Ensuring your technologies allow for easy data exportation and for direct integration with a data centralisation solution from the start, will help you in preventing data silos.
Besides technological choices, there are also organisational changes to consider; if there are no enterprise silos, it will be difficult for unwanted data silos to get a solid foothold. Ensure cooperation between departments, a clear vision, and universal benefits to data accessibility.
5. Getting rid of your data silos
1. Executive support and drive
Grassroot initiatives to eradicate silos are almost always doomed to failure. A unified data approach is not an easy process to create and implement, and without executive support to get all siloed divisions united in the procedure, you’ll likely be met with a lot of -probably even unintended- opposition.
2. A good tech stack to use
Nothing worse than trying to implement a major organisational and structural change without the right tools.
You’ll need at least a great data lake or data lakehouse to store your data in.
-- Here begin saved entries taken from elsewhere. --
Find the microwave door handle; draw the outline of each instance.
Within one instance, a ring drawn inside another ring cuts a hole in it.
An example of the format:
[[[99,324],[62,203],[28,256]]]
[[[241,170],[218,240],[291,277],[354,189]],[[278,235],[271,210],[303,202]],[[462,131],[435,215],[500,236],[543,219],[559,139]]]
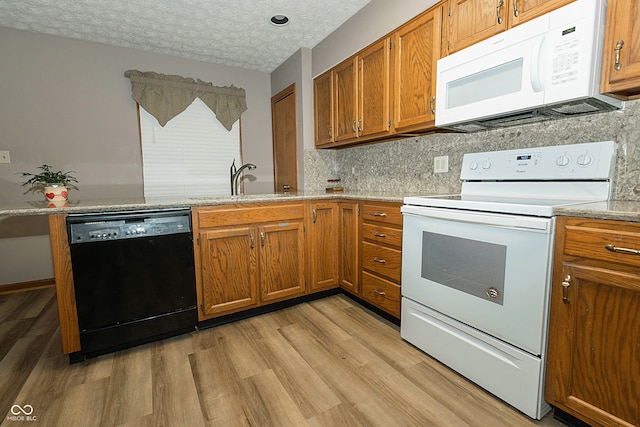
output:
[[[544,84],[540,78],[540,69],[543,68],[544,65],[541,61],[541,55],[543,52],[542,45],[545,40],[546,35],[538,38],[531,52],[531,87],[533,87],[534,92],[542,92],[544,90]]]

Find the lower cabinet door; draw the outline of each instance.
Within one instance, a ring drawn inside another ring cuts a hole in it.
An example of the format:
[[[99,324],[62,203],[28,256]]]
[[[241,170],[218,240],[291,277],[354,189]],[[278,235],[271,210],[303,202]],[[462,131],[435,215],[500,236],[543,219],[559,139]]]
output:
[[[200,320],[258,304],[256,227],[200,232]]]
[[[305,291],[304,224],[291,221],[258,227],[262,302]]]

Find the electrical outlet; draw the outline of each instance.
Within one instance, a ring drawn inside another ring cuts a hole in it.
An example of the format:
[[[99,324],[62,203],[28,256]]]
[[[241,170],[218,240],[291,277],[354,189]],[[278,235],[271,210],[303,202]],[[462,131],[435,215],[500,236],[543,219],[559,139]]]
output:
[[[433,158],[433,172],[449,172],[449,156],[439,156]]]
[[[0,151],[0,163],[11,163],[11,156],[8,151]]]

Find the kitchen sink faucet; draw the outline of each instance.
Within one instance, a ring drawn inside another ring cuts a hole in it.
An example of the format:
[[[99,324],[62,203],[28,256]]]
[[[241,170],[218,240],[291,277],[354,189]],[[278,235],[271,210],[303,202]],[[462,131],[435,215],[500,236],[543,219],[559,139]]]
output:
[[[236,159],[233,159],[233,163],[231,163],[231,168],[229,171],[229,175],[231,176],[231,195],[232,196],[238,194],[238,187],[240,185],[240,174],[242,173],[242,171],[245,169],[254,170],[255,168],[256,168],[256,165],[254,165],[253,163],[246,163],[240,166],[239,168],[236,168]]]

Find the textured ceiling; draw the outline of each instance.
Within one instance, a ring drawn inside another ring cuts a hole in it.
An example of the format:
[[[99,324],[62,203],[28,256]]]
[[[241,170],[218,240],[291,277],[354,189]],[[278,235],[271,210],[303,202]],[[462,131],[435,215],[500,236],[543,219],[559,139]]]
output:
[[[0,26],[269,73],[369,1],[0,0]]]

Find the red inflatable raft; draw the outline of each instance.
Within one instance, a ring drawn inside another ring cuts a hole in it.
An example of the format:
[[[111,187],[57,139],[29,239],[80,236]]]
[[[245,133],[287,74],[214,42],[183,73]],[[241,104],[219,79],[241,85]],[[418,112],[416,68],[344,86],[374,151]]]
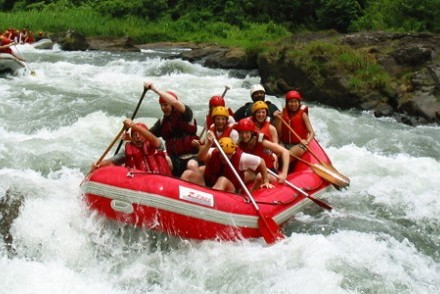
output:
[[[310,149],[330,163],[320,145]],[[309,163],[316,159],[306,152]],[[309,196],[319,198],[330,184],[310,164],[298,161],[287,180]],[[82,186],[92,210],[107,218],[190,239],[237,240],[259,238],[259,214],[246,195],[213,190],[173,177],[108,166],[95,170]],[[260,212],[282,226],[312,202],[286,184],[252,193]]]

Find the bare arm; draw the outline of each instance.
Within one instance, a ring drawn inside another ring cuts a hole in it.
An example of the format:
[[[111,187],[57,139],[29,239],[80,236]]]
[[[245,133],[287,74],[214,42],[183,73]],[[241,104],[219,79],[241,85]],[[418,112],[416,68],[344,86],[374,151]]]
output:
[[[212,147],[213,144],[213,138],[214,134],[211,131],[206,132],[206,143],[201,145],[199,149],[199,153],[197,154],[197,158],[202,162],[207,162],[210,155],[209,155],[209,149]]]
[[[267,172],[266,162],[263,158],[260,158],[260,164],[257,167],[257,171],[261,174],[261,180],[263,181],[260,188],[274,188],[274,185],[269,182],[269,174]]]
[[[306,125],[307,131],[308,131],[307,138],[304,139],[306,141],[305,145],[307,145],[315,138],[315,132],[313,131],[312,124],[310,123],[310,119],[309,119],[309,116],[307,115],[307,113],[303,113],[302,118],[303,118],[304,124]],[[304,144],[304,142],[303,142],[304,140],[301,140],[301,143]]]
[[[151,133],[149,130],[137,126],[136,124],[133,123],[131,119],[124,120],[124,126],[126,129],[131,128],[132,130],[141,134],[143,137],[147,139],[148,142],[152,144],[153,147],[157,148],[160,146],[160,139],[158,137],[153,135],[153,133]]]
[[[269,125],[269,132],[270,135],[272,136],[272,142],[279,143],[278,131],[273,125]]]
[[[185,104],[183,104],[182,102],[177,100],[176,97],[174,97],[173,95],[171,95],[165,91],[162,91],[160,89],[157,89],[153,83],[145,82],[144,87],[146,89],[152,90],[157,95],[162,97],[167,103],[171,104],[178,112],[180,112],[180,113],[185,112]]]
[[[273,143],[269,140],[263,140],[263,147],[271,150],[273,153],[281,157],[283,169],[281,170],[280,180],[279,182],[284,182],[287,178],[287,174],[289,172],[289,163],[290,163],[290,153],[289,150],[284,148],[283,146]]]

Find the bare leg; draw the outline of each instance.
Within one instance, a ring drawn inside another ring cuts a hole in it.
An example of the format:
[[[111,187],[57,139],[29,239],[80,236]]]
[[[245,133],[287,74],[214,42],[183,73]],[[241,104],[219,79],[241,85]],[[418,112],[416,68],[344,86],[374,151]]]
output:
[[[201,166],[195,169],[187,169],[180,176],[180,179],[194,184],[205,186],[205,178],[203,176],[205,167]]]
[[[213,189],[227,191],[227,192],[235,192],[234,184],[226,177],[221,176],[218,178],[215,185],[212,187]]]

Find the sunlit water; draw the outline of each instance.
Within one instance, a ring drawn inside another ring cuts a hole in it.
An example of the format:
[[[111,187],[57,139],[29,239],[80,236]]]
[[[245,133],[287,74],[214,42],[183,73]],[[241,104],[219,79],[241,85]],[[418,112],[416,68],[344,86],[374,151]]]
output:
[[[439,127],[308,103],[317,138],[351,179],[326,192],[333,211],[311,206],[270,247],[182,240],[97,216],[79,184],[144,81],[174,90],[202,123],[209,97],[228,85],[237,109],[259,77],[161,58],[169,51],[20,53],[27,72],[0,79],[0,197],[24,197],[14,252],[0,240],[0,293],[439,292]],[[161,116],[157,100],[147,92],[139,121]]]

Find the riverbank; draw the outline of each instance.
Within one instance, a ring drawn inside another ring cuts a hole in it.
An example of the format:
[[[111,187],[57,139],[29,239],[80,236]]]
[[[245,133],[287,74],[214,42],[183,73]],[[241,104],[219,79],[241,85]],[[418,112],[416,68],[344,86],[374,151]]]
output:
[[[261,52],[191,42],[134,44],[130,38],[74,33],[64,39],[57,40],[63,50],[187,48],[172,58],[211,68],[257,70],[271,95],[298,89],[306,100],[338,109],[373,111],[408,125],[440,124],[437,34],[309,33],[267,43]]]

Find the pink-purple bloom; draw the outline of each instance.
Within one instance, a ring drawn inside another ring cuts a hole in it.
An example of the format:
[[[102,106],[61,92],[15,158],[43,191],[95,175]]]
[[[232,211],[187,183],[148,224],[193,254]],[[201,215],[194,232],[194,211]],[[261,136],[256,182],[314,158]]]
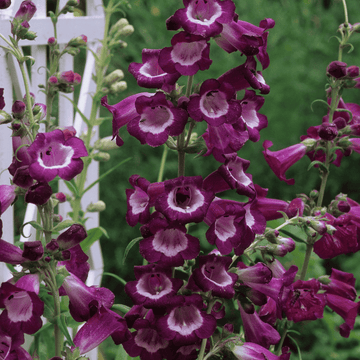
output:
[[[15,188],[15,185],[0,185],[0,215],[2,215],[15,200]]]
[[[81,139],[74,136],[66,140],[61,130],[37,134],[28,153],[32,158],[30,175],[44,182],[53,180],[57,175],[64,180],[73,179],[84,167],[80,158],[88,156]]]
[[[190,76],[210,67],[210,45],[202,36],[181,31],[173,36],[171,45],[163,48],[159,56],[159,65],[165,72]]]
[[[179,9],[166,21],[168,30],[181,27],[188,33],[210,37],[219,35],[222,24],[234,17],[235,4],[231,0],[183,0],[184,9]]]
[[[135,107],[138,116],[129,121],[128,132],[142,144],[153,147],[165,144],[169,135],[180,135],[188,119],[187,112],[176,108],[161,92],[138,97]]]

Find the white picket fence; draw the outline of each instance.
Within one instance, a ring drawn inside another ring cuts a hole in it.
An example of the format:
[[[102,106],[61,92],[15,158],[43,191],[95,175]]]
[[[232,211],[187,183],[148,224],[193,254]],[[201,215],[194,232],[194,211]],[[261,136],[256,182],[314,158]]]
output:
[[[30,91],[36,96],[36,102],[45,103],[45,94],[39,91],[38,85],[46,83],[46,47],[47,40],[53,36],[53,26],[49,17],[47,17],[46,0],[33,0],[37,12],[30,21],[30,30],[37,33],[37,38],[34,41],[22,41],[22,46],[31,47],[31,56],[35,58],[35,65],[32,67],[30,74]],[[59,0],[60,8],[66,4],[66,0]],[[0,33],[6,38],[10,34],[10,20],[18,10],[22,0],[13,0],[12,5],[6,10],[0,10]],[[74,17],[73,14],[61,15],[57,24],[58,31],[58,44],[66,44],[71,38],[79,35],[86,35],[88,38],[88,47],[93,51],[96,51],[99,46],[97,40],[102,39],[104,29],[104,12],[101,0],[86,0],[86,16]],[[2,45],[6,45],[3,40],[0,39]],[[71,55],[66,54],[62,57],[60,63],[60,71],[73,70],[74,59]],[[78,101],[78,108],[86,115],[90,115],[91,110],[91,92],[95,90],[95,83],[91,79],[91,74],[94,71],[94,57],[91,51],[87,51],[86,64],[84,74],[82,75],[82,83],[80,90],[80,97]],[[22,82],[21,73],[19,67],[14,61],[14,58],[10,55],[5,56],[5,52],[0,48],[0,88],[4,88],[5,96],[5,111],[11,113],[12,103],[15,100],[20,100],[25,94],[24,84]],[[5,71],[4,71],[5,70]],[[13,99],[13,89],[16,98]],[[72,98],[72,94],[66,94]],[[77,135],[80,135],[86,130],[86,124],[83,123],[79,114],[76,114],[74,118],[74,108],[69,100],[64,97],[59,99],[59,125],[60,127],[74,126]],[[12,143],[11,143],[11,131],[6,125],[1,125],[0,128],[0,184],[10,184],[10,174],[6,170],[12,161]],[[93,138],[95,141],[98,137],[96,134]],[[91,184],[99,176],[99,167],[97,162],[92,162],[88,170],[87,185]],[[66,186],[60,182],[59,191],[64,193],[68,192]],[[96,202],[99,199],[99,187],[94,186],[86,193],[86,197],[83,198],[83,209],[91,202]],[[69,207],[63,204],[60,207],[60,214],[66,219],[66,213],[69,211]],[[89,220],[87,227],[99,226],[98,213],[88,214]],[[13,208],[10,207],[1,217],[3,227],[3,240],[13,242],[14,238],[14,214]],[[31,204],[28,205],[26,210],[25,219],[23,223],[36,219],[36,207]],[[91,225],[90,225],[91,224]],[[21,238],[22,241],[33,240],[34,229],[31,226],[24,228],[25,235],[29,238]],[[99,285],[101,282],[101,274],[103,272],[103,260],[101,255],[101,249],[99,241],[97,241],[90,249],[88,254],[90,257],[91,270],[87,280],[88,285]],[[10,278],[10,272],[3,263],[0,263],[0,283]],[[98,358],[97,349],[87,354],[90,360]]]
Getting your data in that storage solution is the next step: ELT, ETL (reading tip: Is ELT better than ETL?), or just a simple data pipeline (we recommend Fivetran) would do the trick.
Next comes transformation: your data has to be combined, shaped, and moulded into form and structure that’s usable for analysis. This can be done in a multitude of ways, and in different moments in your data journey. Tableau Prep, for example, allows for easy manipulation and preparation (what’s in a name ;) ) of your data, ready for usage in Tableau… or in any other tool, because Prep (check out this training video) can also write back the data to a database.
Alternatively, if you’re more of a LakeHouse fan, and would like to move your transformations to a later stage, why not use DBT?
3. Clear analysis goals
When you have data silos, you’ll have data owners. These owners can be business people, technical people, or just that one employee that’s been managing the system for too long, and doesn’t want to give up their responsibilities. These people often don’t see the benefit of sharing data in an automated and organised way. They are the keepers of their columns, and really enjoy that people have to come and ask for permission to use it.
Showing these owners the benefits of sharing data with other departments is important. They are still “owning” the data, because they have a level of control over the definitions of their columns; instead of keepers of the data, they become scholars; teaching others the added value of their data.
4. Preventing new silos from being created
After spending a whole lot of time and effort in eliminating your data silos, make sure you prevent new ones from appearing. Create a clear blueprint for new data-related deployments, make sure you have a data architecture vision, and offer clear insights in your data flows.
Besides technical documentation and limitations, you should also try to encourage a cooperative culture, where all departments within your organisation are keen on sharing “their” data, for the common good.